Both watchers register through the existing v0.11 watcher infrastructure (monitor + objects/version.go); the new code adds the callback bodies, not new infrastructure.

Pass ordering

_Py_uop_analyze_and_optimize (port optimizer_analysis.c:626) sequences:

  1. remove_globals(...) if the globals watcher is armed.
  2. optimize_uops(...): the main forward abstract-execution pass.
  3. remove_unneeded_uops(...): compact _NOP rows out of the buffer.

Each pass mutates the buffer in place. The executor (spec 1697) copies the post-pass buffer when it allocates.

Gate

v012test/analysis_gate_test.go covers four scenarios:

  1. Const fold. Hand-build a trace _LOAD_CONST(2) _LOAD_CONST(3) _BINARY_OP_ADD_INT, run the analysis pass, assert the resulting buffer holds a single _LOAD_CONST_INLINE_BORROW with operand pointing at int(5).
  2. Guard removal.
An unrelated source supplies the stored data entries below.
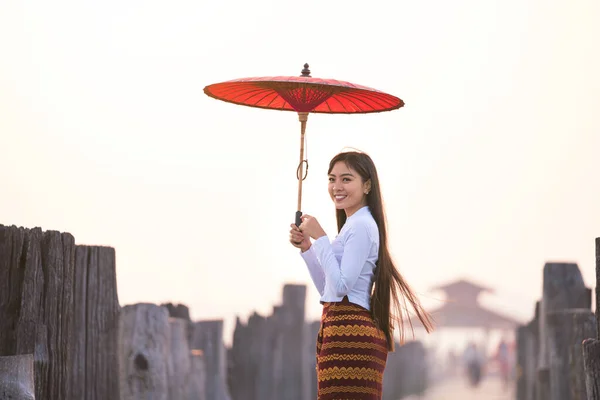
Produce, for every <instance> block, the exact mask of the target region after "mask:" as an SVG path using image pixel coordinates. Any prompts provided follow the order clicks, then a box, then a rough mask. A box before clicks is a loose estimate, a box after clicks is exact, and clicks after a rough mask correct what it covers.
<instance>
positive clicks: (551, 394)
mask: <svg viewBox="0 0 600 400" xmlns="http://www.w3.org/2000/svg"><path fill="white" fill-rule="evenodd" d="M547 322H548V348H549V357H550V358H549V367H550V377H551V379H550V393H551V397H550V398H551V399H556V400H585V399H586V398H587V396H586V389H585V381H584V380H583V379H582V378H583V377H584V376H585V375H584V371H583V357H582V355H583V353H582V349H581V344H582V342H583V340H584V339H586V338H589V337H594V336H596V320H595V317H594V314H593V313H592V312H591V311H590V310H589V309H564V310H560V311H553V312H550V313H548V315H547Z"/></svg>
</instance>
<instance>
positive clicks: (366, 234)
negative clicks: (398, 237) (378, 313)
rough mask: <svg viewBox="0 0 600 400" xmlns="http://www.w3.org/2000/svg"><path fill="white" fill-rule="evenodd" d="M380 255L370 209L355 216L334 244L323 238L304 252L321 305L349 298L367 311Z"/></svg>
mask: <svg viewBox="0 0 600 400" xmlns="http://www.w3.org/2000/svg"><path fill="white" fill-rule="evenodd" d="M378 254H379V229H378V227H377V223H376V222H375V219H373V216H372V215H371V211H370V210H369V207H368V206H365V207H362V208H361V209H359V210H358V211H356V212H355V213H354V214H352V215H351V216H350V217H349V218H348V219H347V220H346V222H345V223H344V226H343V227H342V229H341V230H340V232H339V234H338V235H337V236H336V237H335V239H334V240H333V241H332V242H330V241H329V237H328V236H322V237H320V238H319V239H317V240H315V241H314V243H313V244H312V245H311V246H310V248H309V249H308V250H307V251H305V252H301V255H302V258H303V259H304V261H305V262H306V265H307V267H308V271H309V273H310V277H311V279H312V281H313V283H314V284H315V287H316V288H317V290H318V291H319V293H320V294H321V301H322V302H334V301H341V300H342V299H343V298H344V296H348V300H349V301H350V302H351V303H354V304H357V305H359V306H361V307H364V308H366V309H367V310H370V296H371V289H372V288H373V281H374V271H375V263H376V262H377V257H378Z"/></svg>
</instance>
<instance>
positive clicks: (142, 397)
mask: <svg viewBox="0 0 600 400" xmlns="http://www.w3.org/2000/svg"><path fill="white" fill-rule="evenodd" d="M170 336H171V328H170V325H169V312H168V310H167V309H166V308H164V307H159V306H157V305H155V304H145V303H140V304H134V305H128V306H125V307H123V308H122V309H121V317H120V320H119V372H120V373H119V375H120V388H121V400H146V399H152V400H168V391H169V389H168V383H167V379H168V368H169V367H168V364H169V348H170Z"/></svg>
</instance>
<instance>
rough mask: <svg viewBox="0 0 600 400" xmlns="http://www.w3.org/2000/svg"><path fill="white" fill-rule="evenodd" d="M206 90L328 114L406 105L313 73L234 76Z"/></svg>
mask: <svg viewBox="0 0 600 400" xmlns="http://www.w3.org/2000/svg"><path fill="white" fill-rule="evenodd" d="M204 93H206V94H207V95H208V96H210V97H213V98H215V99H219V100H223V101H226V102H229V103H234V104H240V105H244V106H250V107H258V108H268V109H272V110H281V111H296V112H312V113H327V114H353V113H372V112H381V111H390V110H395V109H398V108H400V107H402V106H403V105H404V102H403V101H402V100H401V99H399V98H398V97H395V96H392V95H390V94H387V93H383V92H380V91H379V90H376V89H372V88H369V87H366V86H360V85H355V84H353V83H349V82H344V81H338V80H335V79H318V78H312V77H310V76H274V77H261V78H242V79H234V80H231V81H227V82H222V83H215V84H213V85H210V86H207V87H205V88H204Z"/></svg>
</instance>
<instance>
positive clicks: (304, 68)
mask: <svg viewBox="0 0 600 400" xmlns="http://www.w3.org/2000/svg"><path fill="white" fill-rule="evenodd" d="M302 76H306V77H308V78H310V69H308V64H304V69H303V70H302Z"/></svg>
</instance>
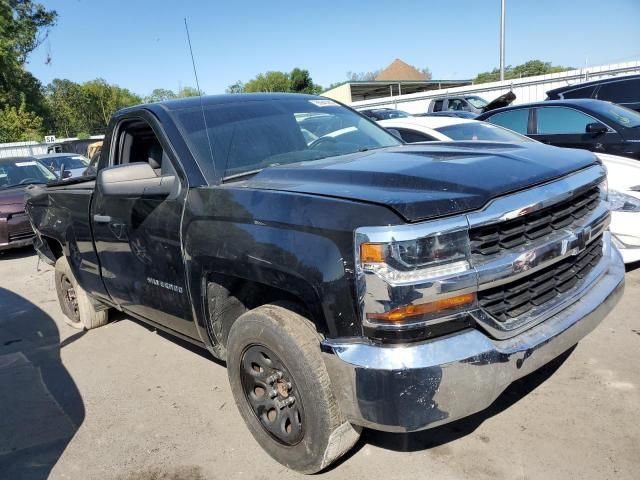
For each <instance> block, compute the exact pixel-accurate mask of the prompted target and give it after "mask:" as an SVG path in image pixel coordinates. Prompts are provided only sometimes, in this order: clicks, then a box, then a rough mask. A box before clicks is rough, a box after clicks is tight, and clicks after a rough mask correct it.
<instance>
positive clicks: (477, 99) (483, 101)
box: [465, 97, 489, 108]
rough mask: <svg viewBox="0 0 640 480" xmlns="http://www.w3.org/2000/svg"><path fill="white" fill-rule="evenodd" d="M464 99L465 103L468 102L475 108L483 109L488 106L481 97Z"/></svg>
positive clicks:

Trace _LOAD_CONST(int 2) _LOAD_CONST(int 3) _GUARD_BOTH_INT _BINARY_OP_ADD_INT. After analysis the guard is _NOP and _BINARY_OP_ADD_INT survives.
  3. Type narrowing. Trace _LOAD_FAST(0) _LOAD_FAST(1) _GUARD_BOTH_INT _BINARY_OP_ADD_INT _GUARD_BOTH_INT. Locals are top at entry; the first guard narrows them to int; the second guard becomes _NOP.
  4. Globals folding. Build a frame with globals = {"x": 5}, trace _LOAD_GLOBAL_MODULE("x"), run analysis with the globals watcher armed and the mutation counter unchanged; assert the load was rewritten to _LOAD_CONST_INLINE_BORROW pointing at 5.